For some people this would be overtraining for some its not.

Its person dependant really. I have only been using the FST-7 method for two week so cannot really comment on the benefits as of yet but I get a great pump and things are going in the right direction


----------



## Jux (Jul 23, 2008)

Hard to tell really as they are at either ends of the stick. One being low volume heavy weight, the other high volume light weight. FST-7, if i am to recall correctly is meant to be a muscle shaping tool, giving nice roundness and full muscle bellies, whereas your standard 3 set 8-12 reps is focusing on mass.

With the fst you can lower the weight if needed as you are only relying on the blood pumpimg through to stretch the fascia tissue.

Have a look for yourself, Jay cutler used fst7 training for this year's olympia, his proportions and shape had drastically improved. Of course that roundening wouldn't have got him anywhere if it wasn't for the years of mass building.


----------



## coldo (Dec 7, 2008)

Lloyd DA said:


> If you eat and rest for long enough you'll be fine. There's generally too much emphasis on overtraining lately.

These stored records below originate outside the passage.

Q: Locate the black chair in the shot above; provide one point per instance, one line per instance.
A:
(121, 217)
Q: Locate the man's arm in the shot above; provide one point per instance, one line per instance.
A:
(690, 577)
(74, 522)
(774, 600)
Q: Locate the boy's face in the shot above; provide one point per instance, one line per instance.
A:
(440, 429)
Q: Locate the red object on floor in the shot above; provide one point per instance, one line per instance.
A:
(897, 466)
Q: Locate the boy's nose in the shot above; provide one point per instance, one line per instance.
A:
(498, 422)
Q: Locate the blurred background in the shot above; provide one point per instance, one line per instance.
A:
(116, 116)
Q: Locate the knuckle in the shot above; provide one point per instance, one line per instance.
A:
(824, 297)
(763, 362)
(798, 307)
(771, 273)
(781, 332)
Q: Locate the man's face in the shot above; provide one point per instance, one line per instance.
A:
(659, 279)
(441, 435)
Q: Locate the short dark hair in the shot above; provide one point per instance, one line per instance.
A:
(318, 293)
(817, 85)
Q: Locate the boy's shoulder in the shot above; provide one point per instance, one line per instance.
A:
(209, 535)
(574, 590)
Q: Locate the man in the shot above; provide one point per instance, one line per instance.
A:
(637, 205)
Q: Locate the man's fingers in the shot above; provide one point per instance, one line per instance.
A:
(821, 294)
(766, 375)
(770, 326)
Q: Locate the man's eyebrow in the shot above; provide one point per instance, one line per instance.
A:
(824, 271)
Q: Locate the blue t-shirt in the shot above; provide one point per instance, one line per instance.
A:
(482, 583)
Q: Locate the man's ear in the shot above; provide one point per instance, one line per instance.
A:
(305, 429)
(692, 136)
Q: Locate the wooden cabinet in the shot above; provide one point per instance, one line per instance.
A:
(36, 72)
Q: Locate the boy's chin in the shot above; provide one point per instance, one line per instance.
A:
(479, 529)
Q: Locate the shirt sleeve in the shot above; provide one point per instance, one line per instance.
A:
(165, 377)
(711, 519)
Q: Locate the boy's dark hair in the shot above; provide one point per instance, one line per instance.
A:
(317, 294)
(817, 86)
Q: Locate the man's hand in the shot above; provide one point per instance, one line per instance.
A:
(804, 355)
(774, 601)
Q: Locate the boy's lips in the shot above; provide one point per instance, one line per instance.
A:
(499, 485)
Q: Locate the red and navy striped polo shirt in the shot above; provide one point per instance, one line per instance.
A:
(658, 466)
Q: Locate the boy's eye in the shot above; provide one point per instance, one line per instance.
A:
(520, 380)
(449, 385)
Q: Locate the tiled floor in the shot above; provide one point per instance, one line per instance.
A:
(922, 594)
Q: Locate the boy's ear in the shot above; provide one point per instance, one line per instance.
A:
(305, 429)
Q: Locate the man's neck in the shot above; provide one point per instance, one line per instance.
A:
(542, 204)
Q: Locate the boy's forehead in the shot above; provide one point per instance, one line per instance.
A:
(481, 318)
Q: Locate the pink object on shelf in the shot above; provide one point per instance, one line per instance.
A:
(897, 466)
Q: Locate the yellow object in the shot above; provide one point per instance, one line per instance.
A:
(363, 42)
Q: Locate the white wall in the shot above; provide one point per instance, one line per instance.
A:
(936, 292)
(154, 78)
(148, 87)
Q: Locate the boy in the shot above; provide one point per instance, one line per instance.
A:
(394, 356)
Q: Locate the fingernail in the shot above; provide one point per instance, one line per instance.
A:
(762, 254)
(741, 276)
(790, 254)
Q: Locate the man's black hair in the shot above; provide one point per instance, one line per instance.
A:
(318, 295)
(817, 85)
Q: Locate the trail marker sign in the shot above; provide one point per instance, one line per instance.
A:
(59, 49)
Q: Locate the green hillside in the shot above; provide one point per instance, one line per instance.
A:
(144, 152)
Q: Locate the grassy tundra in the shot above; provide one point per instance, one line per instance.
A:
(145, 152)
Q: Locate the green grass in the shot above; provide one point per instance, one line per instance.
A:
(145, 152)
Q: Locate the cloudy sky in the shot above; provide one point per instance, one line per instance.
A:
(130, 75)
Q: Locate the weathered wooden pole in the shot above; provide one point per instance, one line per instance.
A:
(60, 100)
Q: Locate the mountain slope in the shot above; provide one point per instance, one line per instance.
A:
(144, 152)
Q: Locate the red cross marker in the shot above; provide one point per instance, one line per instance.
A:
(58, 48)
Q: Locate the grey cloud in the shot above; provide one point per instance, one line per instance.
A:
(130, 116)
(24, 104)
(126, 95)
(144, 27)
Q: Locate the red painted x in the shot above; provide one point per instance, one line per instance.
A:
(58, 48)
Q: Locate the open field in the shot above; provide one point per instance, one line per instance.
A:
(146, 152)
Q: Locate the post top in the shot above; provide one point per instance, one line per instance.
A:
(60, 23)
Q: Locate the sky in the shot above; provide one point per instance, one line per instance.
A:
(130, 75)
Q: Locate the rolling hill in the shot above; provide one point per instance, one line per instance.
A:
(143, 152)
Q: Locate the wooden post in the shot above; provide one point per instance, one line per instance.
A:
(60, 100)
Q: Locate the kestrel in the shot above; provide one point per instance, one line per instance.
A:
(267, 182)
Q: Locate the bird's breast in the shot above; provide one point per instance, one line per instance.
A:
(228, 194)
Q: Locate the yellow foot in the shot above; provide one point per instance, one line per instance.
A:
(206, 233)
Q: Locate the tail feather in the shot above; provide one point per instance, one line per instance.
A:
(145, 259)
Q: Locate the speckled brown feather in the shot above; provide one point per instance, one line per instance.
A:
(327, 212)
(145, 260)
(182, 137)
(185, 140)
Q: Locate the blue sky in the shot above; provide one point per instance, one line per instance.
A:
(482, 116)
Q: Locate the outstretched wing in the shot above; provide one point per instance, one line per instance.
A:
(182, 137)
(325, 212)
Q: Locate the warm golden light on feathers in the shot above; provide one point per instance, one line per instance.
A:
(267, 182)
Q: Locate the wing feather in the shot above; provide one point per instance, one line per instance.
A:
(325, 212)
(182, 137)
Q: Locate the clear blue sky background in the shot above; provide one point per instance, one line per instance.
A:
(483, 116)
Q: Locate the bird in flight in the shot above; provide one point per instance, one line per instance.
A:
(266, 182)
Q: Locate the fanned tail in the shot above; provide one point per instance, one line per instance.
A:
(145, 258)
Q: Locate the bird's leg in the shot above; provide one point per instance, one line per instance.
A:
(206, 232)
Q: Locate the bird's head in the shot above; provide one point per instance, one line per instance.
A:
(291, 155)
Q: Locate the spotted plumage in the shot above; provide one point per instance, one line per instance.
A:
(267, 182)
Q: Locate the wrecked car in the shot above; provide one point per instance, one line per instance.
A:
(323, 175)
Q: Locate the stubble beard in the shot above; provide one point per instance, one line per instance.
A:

Thank god someone else agrees! Over training is an over used phrase on here recently! People too quick to call it for some reason.


----------



## Jux (Jul 23, 2008)

Agreed, i used to have footie training 2 times a week alongside a 4 day split and 2 days hard labour, not one days rest, yet i still gained well.


----------



## xeonedbody (Aug 28, 2009)

so from the input here I understand that for mass building its more advisable to follow the 3 exercises/3 sets/8-10 reps and for shaping the muscle fst-7 is a better option


----------